Oh, how I love those colourful fabrics and handicrafts! Is La Paz on high altitude?
the bottom of the valley is about 3700m above sea level while the rest of the altiplano is about 4100m. Acclamatisation is recommended.
Looks impossible to navigate, how did you find your way around?
Bolivia is one of my favorite countries – incredible scenery and wonderful people. La Paz reminded me of Bangkok – vibrant and warm, and even better it is nestled in valley(s) amongst the Andean mountains ! I was there during the transport riots in 2005 – which were blown out of proportion by CNN…
your blog brings back fond memories of the month i spent in the beautiful country !
Thanks guys for the comments! La Paz was definitely unforgettable, the chaos and bohemic fusion coupled with the snow mountains as a backdrop, incredible. It's one of my favourite cities in South America so far.

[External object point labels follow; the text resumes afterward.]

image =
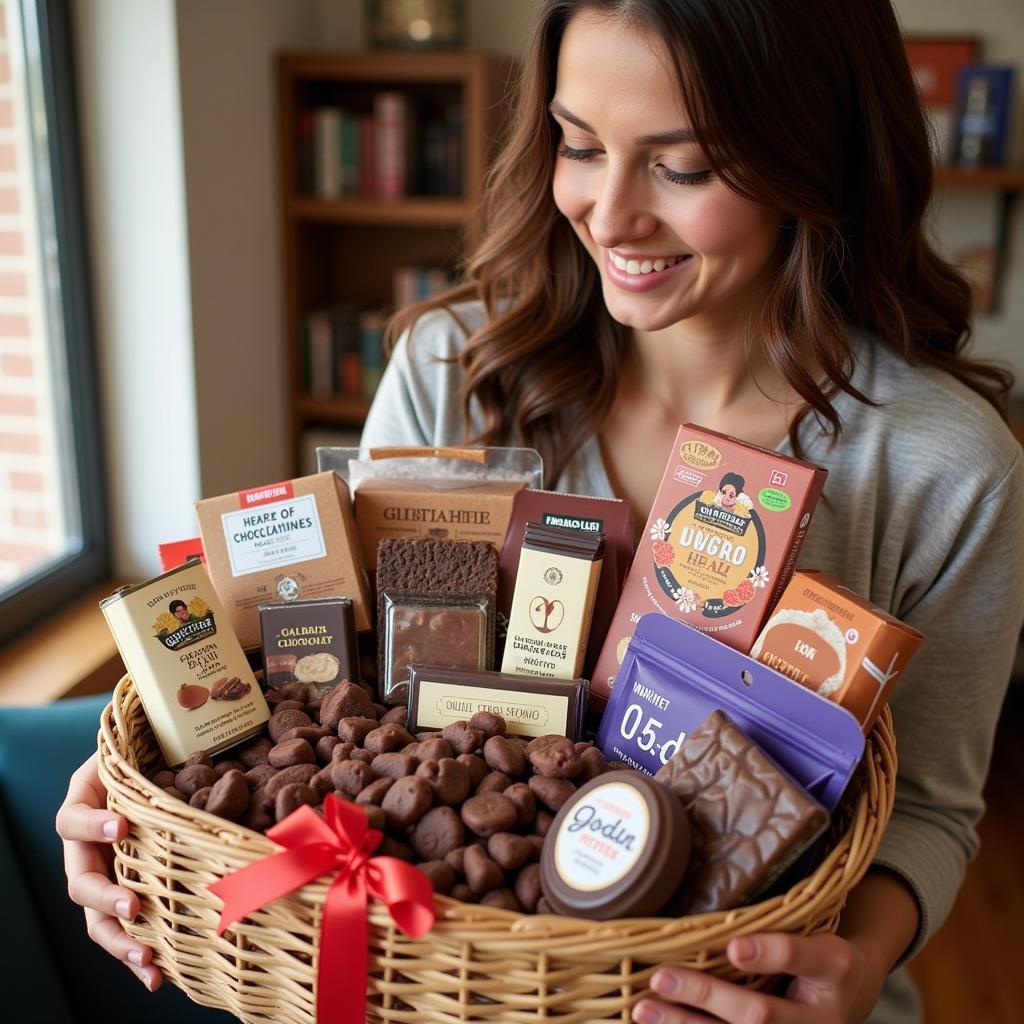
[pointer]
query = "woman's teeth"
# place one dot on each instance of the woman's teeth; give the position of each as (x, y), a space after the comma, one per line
(644, 266)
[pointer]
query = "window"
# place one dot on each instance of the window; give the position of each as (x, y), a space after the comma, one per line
(52, 543)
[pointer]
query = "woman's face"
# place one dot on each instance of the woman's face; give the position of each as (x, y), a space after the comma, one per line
(671, 241)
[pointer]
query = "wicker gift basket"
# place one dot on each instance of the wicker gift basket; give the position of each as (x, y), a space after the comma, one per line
(477, 964)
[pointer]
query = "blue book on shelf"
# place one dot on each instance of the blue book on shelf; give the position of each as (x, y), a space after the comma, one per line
(983, 99)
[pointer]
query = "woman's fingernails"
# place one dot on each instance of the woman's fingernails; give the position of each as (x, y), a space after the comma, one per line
(646, 1013)
(665, 982)
(744, 948)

Anil, navigating around the Barrio de verdad was actually quite easy. The government has done quite abit to improve the lives of the people by building walkways and concrete stairways that lead from the top of the neighbourhood all the way down to the bottom.
What colorful and evocative pix! Boliva appears to reflect all of the beauty and complexities that you find in most of Latin America. Thanks for the trip.
Amazing photos Nellie – I'd never really thought about adding La Paz to my list of destinations but you pictures have changed my mind. What a stunning and awe-inspiring vista. I can see how you were enchanted!
Please post more photos if you have them. I'm enjoying reading about (and seeing) your Bolivian exploits.
Latin America! What an interesting culture and of course, history. I like many, I adore your ability to capture the essence of your words through the camera. This is beautifully done.